Beaumont Hospital has been ordered to pay an engineer nearly €12,000 after failing to pay him three years of overtime and on-call duty while keeping ‘lifesaving equipment’ running.

Clinical engineer Gareth Enright has brought a complaint to the Workplace Relations Commission (WRC) under Section 6 of the Payment of Wages Act 1991 against University Hospital Dublin.

He told the WRC that in 2015, three years after he started at Beaumont, he started getting calls outside of working hours and was told he had been added to a watch list.

The hospital expected him and his colleagues to provide out-of-hours standby service to maintain essential hospital equipment without an agreement for a standby payment, he said. declared.

He said the calls were generally for the “most urgent situations” involving the operation of lifesaving equipment and it had “a significant impact on his personal life and well-being”.

HSE circular

Mr Enright submitted a copy of an HSE circular on emergency ICT out-of-hours on-call arrangements issued in February 2018.

He said staff would be paid €450 for a weekend on call or a full week of nights, and the payment would apply retrospectively from the start of August 2017.

Mr.
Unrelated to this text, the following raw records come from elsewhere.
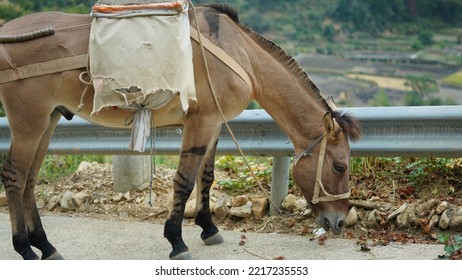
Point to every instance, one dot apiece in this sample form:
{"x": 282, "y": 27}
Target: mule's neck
{"x": 291, "y": 101}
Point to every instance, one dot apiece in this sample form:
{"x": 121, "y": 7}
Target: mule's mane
{"x": 349, "y": 124}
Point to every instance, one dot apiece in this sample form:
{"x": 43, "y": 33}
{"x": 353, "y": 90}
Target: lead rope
{"x": 209, "y": 80}
{"x": 153, "y": 159}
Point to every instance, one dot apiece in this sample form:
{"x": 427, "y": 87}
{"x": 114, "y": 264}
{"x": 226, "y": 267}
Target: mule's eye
{"x": 339, "y": 168}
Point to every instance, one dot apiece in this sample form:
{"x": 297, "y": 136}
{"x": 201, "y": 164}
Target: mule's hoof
{"x": 55, "y": 256}
{"x": 182, "y": 256}
{"x": 214, "y": 239}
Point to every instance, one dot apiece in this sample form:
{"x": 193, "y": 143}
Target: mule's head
{"x": 322, "y": 170}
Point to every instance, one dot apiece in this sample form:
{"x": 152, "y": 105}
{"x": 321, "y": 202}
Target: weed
{"x": 241, "y": 180}
{"x": 452, "y": 245}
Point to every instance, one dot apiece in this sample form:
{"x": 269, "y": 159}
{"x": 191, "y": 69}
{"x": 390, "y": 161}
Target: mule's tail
{"x": 27, "y": 36}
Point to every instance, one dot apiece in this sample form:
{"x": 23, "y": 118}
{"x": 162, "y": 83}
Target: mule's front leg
{"x": 210, "y": 234}
{"x": 14, "y": 182}
{"x": 183, "y": 184}
{"x": 34, "y": 226}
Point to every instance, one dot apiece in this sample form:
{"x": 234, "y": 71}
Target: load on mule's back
{"x": 242, "y": 66}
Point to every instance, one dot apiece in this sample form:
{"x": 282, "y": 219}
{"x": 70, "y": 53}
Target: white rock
{"x": 66, "y": 200}
{"x": 53, "y": 202}
{"x": 83, "y": 166}
{"x": 444, "y": 220}
{"x": 259, "y": 207}
{"x": 80, "y": 198}
{"x": 117, "y": 198}
{"x": 243, "y": 211}
{"x": 434, "y": 221}
{"x": 3, "y": 201}
{"x": 442, "y": 207}
{"x": 398, "y": 211}
{"x": 190, "y": 208}
{"x": 352, "y": 217}
{"x": 456, "y": 223}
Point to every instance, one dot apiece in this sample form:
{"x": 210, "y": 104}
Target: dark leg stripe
{"x": 195, "y": 151}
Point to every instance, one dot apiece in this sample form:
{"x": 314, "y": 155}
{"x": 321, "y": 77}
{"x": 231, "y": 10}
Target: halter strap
{"x": 318, "y": 186}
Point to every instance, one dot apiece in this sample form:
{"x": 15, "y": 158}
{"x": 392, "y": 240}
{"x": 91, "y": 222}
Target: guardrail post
{"x": 130, "y": 172}
{"x": 279, "y": 182}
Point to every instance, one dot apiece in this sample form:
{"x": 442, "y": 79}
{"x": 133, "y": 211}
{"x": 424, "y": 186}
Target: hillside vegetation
{"x": 298, "y": 25}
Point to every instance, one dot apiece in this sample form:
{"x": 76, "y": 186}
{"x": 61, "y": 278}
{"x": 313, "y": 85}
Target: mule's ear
{"x": 330, "y": 101}
{"x": 329, "y": 124}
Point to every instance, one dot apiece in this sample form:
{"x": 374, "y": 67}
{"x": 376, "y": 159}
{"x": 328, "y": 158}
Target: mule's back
{"x": 69, "y": 39}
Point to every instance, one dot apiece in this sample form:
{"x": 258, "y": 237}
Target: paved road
{"x": 90, "y": 239}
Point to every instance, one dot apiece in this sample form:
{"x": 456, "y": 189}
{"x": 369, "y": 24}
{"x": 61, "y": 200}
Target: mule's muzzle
{"x": 330, "y": 221}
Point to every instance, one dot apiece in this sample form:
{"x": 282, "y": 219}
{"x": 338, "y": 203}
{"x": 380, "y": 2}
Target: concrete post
{"x": 130, "y": 172}
{"x": 279, "y": 182}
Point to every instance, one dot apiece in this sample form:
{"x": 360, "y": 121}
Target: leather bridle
{"x": 318, "y": 184}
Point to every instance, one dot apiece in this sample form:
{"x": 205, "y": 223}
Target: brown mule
{"x": 34, "y": 105}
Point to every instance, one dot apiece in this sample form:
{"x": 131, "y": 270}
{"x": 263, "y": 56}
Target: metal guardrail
{"x": 386, "y": 131}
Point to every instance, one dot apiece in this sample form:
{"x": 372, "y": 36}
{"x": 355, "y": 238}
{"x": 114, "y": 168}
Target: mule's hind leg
{"x": 26, "y": 137}
{"x": 197, "y": 136}
{"x": 210, "y": 234}
{"x": 34, "y": 226}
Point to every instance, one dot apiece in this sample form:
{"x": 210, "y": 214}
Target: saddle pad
{"x": 139, "y": 61}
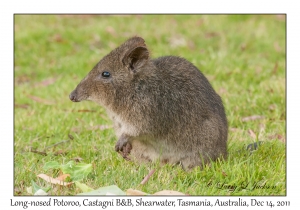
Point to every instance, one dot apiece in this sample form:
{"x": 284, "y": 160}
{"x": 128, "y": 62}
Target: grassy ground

Enright said that after initially opting to apply back pay from the date of the circular, Beaumont’s human resources department asked him and some of his colleagues, to calculate the value of the retroactive payment.

It took time, he said.

When offered a higher position with another employer in June 2020, he was again asked about back pay and was told he would not be excluded from any retroactive payments, a- he declared.

“The payments promised by the respondent have not been honored,” he said in his brief.

Beaumont Hospital, which was represented by Ibec’s employer relations manager, Aoife McDonnell, at an arbitration hearing in November 2021, initially sought to dismiss the overtime claim.

Ms McDonnell argued the alleged breach occurred on July 31, 2020, when a payslip was mailed, but the complaint was lodged with the WRC on January 31, 2021 – arguing that she fell just outside the six-month window to take a complaint and should not be serviced by the commission.

Arbitration officer Conor Stokes said it was “established law” that correspondence sent by post is deemed to be delivered the next working day. He ruled that the date the letter was sent was the Friday of a bank holiday weekend and found that the payslip was delivered the following Tuesday, August 4, 2020.

“The complaint was filed on time,” he said.

Allegation refuted

In its submission, Beaumont Hospital said it “refutes the claim in its entirety” and said Mr Enright had been paid in full in accordance with his contract of employment.

Ms McDonnell argued that the Wage Payment Act did not allow Mr Enright to claim costs or any other sums not stated in his contract and said the complaint was “without merit”.

In his judgment, Mr Stokes wrote that the employment contract “cannot be viewed in isolation” when a circular issued by Beaumont’s parent organization affected wages and operational policy.

He said the circular issued in February 2018 “could be considered a written notification of the terms of employment”.

In discussing the salary arrears with his former colleagues and then paying them, “the respondent acknowledged that such payments constituted the salary normally due”, he writes.

“I believe that the amount duly owed to the complainant corresponds to the same level of remuneration that his colleagues were receiving at the same time. Accordingly, I find the complaint to be well-founded,” he wrote.

He ordered Beaumont Hospital to pay Mr Enright €11,891.28 for a combination of overtime and custodial pay for a period from August 2017 to September 2018.